Several companies are investing in R&D to tap future opportunities in international market with expiration of patent. Lupin's revenue R&D expenditure increased by 30 per cent to Rs 929 crore from Rs 710 crore in the previous year and worked out to 8.4 per cent of net sales as against 7.5 per cent in the last year. It filed 19 ANDAs and received 22 approvals. Cumulative ANDA filings with the UF FDA stood at 192 and approvals reached at 99 ANDAs. It has 31 first-to-files include 15 exclusive ones. Further, cumulative filings with European authorities now stand at 57 with the company having received 48 approvals.
Wockhardt's R&D expenditure amounted to Rs 403 as against Rs 313 crore in the previous year, a growth of 28.8 per cent, and worked out to 8.3 per cent of sales.

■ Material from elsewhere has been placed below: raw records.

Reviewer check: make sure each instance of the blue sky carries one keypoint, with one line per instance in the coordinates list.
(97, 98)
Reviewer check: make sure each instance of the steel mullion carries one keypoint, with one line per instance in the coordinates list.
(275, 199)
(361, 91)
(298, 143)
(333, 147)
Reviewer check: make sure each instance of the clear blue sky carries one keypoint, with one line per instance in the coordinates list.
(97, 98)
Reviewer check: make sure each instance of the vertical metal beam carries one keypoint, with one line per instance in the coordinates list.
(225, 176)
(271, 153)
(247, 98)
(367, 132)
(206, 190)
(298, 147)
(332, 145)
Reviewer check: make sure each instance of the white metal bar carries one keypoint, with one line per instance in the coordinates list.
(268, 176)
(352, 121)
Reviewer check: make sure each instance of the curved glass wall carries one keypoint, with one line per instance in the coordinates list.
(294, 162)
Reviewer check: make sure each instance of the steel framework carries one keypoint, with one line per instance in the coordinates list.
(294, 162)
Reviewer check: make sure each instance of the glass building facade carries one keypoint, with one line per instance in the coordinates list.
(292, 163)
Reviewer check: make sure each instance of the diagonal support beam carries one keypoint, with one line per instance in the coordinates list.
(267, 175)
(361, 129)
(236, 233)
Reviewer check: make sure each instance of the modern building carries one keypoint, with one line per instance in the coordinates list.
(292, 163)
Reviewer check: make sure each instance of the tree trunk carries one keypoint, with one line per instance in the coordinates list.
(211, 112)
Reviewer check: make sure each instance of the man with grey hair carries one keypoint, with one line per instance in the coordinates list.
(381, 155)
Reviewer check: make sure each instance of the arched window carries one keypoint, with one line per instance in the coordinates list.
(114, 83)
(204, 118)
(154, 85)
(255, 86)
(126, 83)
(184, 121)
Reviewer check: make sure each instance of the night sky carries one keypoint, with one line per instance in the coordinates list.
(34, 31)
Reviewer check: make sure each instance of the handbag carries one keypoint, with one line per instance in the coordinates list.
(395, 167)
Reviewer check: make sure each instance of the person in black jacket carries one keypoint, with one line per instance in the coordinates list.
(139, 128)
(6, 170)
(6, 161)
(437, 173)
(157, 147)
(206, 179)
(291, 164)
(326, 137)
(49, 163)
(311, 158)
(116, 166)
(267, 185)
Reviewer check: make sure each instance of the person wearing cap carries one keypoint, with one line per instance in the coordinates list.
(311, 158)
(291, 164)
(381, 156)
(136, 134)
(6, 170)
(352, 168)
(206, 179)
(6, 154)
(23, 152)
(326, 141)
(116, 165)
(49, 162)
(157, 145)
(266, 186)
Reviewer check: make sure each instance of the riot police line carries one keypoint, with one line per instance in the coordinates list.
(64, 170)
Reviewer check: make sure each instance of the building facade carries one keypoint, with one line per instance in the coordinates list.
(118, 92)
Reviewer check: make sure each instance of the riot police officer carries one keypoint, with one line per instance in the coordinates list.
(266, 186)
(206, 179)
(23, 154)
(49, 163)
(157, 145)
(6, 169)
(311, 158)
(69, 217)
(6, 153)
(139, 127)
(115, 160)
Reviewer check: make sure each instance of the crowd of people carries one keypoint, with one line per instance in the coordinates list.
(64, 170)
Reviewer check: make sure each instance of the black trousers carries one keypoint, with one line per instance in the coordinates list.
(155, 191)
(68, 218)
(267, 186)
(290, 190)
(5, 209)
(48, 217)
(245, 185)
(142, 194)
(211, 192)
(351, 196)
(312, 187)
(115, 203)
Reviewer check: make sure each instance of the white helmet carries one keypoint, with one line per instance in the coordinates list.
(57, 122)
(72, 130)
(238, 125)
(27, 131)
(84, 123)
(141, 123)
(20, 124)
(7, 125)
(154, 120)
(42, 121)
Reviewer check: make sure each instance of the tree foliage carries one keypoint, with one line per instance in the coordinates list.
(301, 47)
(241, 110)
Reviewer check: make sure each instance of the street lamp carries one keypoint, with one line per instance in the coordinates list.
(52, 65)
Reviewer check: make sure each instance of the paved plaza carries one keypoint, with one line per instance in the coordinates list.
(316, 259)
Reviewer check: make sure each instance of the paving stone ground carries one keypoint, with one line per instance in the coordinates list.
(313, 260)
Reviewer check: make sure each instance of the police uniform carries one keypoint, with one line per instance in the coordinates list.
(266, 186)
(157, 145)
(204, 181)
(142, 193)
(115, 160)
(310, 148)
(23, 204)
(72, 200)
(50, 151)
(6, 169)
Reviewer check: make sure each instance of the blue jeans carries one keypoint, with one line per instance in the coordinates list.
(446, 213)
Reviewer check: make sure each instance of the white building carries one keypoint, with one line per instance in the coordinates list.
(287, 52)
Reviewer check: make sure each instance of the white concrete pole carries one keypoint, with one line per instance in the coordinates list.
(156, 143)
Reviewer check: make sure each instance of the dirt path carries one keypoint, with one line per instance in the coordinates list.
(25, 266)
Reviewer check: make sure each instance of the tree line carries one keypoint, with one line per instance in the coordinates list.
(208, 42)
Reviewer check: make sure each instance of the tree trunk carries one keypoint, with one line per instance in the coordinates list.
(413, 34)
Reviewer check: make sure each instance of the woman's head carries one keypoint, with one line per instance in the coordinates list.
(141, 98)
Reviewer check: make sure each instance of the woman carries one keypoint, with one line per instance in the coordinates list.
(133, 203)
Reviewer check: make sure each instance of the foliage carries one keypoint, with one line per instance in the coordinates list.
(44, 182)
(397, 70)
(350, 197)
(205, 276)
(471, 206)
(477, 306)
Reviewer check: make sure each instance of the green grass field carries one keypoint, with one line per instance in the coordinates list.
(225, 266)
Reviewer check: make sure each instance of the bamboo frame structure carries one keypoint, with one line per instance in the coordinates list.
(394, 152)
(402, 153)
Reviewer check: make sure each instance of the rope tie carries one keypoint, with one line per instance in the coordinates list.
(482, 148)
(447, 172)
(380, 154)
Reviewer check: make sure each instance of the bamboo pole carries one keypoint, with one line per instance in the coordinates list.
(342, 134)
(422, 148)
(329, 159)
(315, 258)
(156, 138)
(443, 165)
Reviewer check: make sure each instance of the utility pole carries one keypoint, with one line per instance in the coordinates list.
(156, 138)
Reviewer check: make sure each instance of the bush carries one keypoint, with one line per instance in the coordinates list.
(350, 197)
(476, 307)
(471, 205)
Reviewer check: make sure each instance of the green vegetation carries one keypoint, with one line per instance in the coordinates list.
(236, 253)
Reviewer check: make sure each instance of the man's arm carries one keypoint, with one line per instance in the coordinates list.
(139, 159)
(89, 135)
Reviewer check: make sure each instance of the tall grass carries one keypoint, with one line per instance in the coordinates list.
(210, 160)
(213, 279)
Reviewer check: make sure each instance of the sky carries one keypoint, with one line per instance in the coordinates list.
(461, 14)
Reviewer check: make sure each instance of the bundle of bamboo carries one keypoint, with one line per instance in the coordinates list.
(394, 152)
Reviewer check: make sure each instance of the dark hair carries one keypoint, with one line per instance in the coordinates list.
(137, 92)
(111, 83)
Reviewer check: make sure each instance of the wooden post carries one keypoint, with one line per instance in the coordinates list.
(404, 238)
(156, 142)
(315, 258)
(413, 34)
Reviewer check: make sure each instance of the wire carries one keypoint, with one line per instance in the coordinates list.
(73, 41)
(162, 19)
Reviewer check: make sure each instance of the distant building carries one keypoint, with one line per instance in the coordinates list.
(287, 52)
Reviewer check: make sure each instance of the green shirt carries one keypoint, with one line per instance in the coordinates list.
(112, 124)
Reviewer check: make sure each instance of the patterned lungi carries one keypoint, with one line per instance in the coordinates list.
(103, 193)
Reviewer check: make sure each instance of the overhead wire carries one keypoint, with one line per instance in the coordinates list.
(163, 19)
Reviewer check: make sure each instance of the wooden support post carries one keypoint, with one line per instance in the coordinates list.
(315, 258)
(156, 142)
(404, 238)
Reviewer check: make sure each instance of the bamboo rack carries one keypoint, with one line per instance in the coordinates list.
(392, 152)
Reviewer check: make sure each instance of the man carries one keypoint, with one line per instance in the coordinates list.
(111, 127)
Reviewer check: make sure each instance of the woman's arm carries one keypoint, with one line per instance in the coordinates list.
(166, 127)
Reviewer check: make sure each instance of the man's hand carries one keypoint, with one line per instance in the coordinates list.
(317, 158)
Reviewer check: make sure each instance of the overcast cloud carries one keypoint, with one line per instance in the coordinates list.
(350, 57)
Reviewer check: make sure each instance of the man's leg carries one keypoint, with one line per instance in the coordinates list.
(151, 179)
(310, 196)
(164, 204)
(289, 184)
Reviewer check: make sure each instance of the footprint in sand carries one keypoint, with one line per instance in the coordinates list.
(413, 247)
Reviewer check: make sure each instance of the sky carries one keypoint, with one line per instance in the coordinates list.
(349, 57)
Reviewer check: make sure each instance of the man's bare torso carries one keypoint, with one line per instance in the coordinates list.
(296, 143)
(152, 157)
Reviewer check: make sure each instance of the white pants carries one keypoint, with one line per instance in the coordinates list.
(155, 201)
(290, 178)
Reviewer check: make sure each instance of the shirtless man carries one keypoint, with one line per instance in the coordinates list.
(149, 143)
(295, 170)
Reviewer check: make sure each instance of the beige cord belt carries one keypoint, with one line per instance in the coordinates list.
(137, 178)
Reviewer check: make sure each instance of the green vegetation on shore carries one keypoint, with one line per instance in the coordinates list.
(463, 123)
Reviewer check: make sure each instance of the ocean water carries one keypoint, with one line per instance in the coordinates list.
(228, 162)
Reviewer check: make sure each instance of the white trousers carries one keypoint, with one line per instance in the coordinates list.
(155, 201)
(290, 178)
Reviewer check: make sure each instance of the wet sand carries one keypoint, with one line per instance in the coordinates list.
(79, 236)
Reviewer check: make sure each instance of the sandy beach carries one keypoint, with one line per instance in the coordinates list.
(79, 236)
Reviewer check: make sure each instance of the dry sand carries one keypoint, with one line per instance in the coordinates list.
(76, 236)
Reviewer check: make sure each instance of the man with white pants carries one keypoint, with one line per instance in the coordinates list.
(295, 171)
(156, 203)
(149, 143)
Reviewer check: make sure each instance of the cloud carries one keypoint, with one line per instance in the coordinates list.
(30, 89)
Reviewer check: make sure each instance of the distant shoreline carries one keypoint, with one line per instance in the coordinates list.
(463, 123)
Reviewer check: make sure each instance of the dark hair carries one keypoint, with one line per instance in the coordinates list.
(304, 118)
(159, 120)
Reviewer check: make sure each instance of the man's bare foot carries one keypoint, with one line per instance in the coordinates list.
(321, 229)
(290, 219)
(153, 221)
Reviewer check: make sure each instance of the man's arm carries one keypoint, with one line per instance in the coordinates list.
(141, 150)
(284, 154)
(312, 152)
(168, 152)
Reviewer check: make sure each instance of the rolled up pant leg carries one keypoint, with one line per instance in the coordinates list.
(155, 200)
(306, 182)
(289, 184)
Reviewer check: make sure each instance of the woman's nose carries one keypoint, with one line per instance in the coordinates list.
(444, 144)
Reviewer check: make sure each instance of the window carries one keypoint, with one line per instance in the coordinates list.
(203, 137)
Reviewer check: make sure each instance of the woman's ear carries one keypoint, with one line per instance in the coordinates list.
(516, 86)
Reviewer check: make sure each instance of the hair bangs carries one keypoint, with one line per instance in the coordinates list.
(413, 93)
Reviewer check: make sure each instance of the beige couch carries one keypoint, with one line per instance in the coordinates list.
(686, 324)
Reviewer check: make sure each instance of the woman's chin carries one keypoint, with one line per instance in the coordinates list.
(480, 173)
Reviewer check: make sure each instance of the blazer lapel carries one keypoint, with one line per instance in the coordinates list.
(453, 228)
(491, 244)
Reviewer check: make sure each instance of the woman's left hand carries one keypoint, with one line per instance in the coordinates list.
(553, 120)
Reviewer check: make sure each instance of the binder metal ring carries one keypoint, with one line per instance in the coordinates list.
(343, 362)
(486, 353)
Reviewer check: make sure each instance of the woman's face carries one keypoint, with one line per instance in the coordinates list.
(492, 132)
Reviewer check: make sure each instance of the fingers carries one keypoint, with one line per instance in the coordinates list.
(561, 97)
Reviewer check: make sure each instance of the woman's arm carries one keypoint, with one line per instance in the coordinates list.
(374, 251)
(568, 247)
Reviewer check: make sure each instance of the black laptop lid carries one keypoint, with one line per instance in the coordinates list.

The company filed 17 new products in US.
Ajanta filed one more ANDA during the fourth quarter taking total tally to 23 ANDAs, with two approved and 21 awaiting approval. R&D expenditure reached at Rs 50 crore during 2013-14 from Rs 37 crore in the previous year. This worked out to 4.5 per cent of revenues. Glenmark received approval for eight ANDAs, comprising seven final approval and one tentative approval. In the fourth quarter ended march 2014, Glenmark filed seven ANDAs with the US FDA and plans to file additional 10 applications in the first quarter of the 2014-15.